Delen via


Blittable- en niet-Blittable-typen

De meeste gegevenstypen hebben een gemeenschappelijke weergave in zowel beheerd als onbeheerd geheugen en vereisen geen speciale verwerking door de interop marshaller. Deze typen worden blittable-typen genoemd omdat ze geen conversie vereisen wanneer ze worden doorgegeven tussen beheerde en onbeheerde code.

Structuren die worden geretourneerd door aanroepen op het platform, moeten belichte typen zijn. Platform aanroepen bieden geen ondersteuning voor niet-belichte structuren als retourtypen.

De volgende typen uit de System naamruimte zijn blittable-typen:

De volgende complexe typen zijn ook belichte typen:

  • Eendimensionale matrices van blittable primitieve typen, zoals een matrix met gehele getallen. Een type dat een variabele matrix van blittable-typen bevat, is echter niet zelf blittable.

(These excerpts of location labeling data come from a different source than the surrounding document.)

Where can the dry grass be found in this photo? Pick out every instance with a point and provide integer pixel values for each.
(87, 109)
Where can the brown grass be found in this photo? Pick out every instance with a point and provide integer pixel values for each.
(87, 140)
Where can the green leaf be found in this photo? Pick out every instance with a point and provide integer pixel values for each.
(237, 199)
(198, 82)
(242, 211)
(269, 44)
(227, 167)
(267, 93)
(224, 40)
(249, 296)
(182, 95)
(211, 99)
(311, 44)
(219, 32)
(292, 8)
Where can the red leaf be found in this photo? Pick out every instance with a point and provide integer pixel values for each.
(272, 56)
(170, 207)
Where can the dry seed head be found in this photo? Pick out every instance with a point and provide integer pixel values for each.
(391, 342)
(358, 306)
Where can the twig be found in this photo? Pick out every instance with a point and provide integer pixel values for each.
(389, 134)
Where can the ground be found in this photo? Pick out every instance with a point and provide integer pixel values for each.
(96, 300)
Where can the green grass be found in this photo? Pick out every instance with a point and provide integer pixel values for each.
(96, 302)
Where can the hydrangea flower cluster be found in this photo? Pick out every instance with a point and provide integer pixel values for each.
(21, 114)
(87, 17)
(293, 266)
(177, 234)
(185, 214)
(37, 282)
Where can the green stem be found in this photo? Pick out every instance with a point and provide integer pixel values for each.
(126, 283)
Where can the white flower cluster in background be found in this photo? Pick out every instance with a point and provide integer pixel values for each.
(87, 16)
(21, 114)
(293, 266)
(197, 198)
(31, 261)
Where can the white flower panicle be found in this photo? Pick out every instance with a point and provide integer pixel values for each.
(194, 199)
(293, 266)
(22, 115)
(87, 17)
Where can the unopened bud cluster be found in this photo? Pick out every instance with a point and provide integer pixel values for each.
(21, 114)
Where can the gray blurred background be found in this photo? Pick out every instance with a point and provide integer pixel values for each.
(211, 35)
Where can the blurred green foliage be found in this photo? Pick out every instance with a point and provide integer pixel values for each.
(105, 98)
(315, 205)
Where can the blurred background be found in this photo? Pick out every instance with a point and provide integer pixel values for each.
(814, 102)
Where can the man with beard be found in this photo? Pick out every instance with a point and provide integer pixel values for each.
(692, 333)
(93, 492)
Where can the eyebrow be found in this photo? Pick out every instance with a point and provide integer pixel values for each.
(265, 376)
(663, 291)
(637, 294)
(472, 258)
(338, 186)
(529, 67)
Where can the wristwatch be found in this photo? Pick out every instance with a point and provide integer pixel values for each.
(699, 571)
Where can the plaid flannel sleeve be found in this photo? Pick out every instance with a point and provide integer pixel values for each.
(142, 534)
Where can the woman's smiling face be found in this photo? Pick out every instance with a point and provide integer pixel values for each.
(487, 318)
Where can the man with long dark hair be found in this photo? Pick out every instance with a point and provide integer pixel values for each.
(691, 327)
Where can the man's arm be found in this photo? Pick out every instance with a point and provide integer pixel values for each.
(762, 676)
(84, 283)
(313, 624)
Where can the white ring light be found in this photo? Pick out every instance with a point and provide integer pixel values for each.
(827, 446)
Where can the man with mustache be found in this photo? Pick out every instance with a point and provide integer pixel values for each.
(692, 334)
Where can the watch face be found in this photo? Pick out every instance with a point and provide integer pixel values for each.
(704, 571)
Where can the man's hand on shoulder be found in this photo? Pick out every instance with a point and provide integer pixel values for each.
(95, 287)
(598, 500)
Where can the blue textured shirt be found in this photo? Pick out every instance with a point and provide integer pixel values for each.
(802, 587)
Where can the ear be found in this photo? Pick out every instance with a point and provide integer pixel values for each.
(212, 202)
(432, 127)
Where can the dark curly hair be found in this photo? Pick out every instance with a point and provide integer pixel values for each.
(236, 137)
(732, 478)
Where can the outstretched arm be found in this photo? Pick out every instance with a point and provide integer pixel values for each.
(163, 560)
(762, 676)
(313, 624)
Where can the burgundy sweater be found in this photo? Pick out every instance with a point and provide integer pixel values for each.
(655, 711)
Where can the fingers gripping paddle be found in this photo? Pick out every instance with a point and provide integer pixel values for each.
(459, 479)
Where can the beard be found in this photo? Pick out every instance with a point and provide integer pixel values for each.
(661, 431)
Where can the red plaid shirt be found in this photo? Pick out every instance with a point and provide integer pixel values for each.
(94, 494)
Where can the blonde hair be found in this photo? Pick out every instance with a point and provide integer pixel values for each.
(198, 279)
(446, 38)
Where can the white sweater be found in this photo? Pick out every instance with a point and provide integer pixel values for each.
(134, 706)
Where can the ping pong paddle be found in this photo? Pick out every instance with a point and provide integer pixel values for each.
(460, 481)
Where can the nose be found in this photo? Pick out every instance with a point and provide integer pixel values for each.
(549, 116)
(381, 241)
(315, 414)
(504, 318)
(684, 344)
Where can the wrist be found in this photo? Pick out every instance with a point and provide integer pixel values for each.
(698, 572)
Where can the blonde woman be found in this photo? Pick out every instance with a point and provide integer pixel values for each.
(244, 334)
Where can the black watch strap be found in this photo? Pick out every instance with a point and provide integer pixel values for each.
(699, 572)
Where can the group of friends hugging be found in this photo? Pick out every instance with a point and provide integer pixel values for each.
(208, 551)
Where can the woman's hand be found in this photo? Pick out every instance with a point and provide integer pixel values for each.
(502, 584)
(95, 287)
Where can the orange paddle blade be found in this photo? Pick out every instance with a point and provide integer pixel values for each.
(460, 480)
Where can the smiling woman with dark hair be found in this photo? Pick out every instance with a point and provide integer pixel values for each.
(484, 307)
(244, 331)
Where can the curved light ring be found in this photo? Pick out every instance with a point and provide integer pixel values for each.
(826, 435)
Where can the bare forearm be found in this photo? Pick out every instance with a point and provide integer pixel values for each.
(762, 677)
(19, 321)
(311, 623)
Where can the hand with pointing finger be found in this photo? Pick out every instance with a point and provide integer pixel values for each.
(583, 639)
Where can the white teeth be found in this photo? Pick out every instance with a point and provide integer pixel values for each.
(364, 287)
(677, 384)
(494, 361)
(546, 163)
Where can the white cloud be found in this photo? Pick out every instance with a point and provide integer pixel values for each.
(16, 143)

  • Opgemaakte waardetypen die alleen belichte typen bevatten (en klassen als ze worden geformatteerd als opgemaakte typen). Zie Standaard marshalling voor waardetypen voor waardetypen voor meer informatie over opgemaakte waardetypen.

Objectverwijzingen zijn niet belicht. Dit omvat een matrix met verwijzingen naar objecten die door zichzelf kunnen worden belicht. U kunt bijvoorbeeld een structuur definiëren die blittable is, maar u kunt geen belicht type definiëren dat een matrix met verwijzingen naar deze structuren bevat.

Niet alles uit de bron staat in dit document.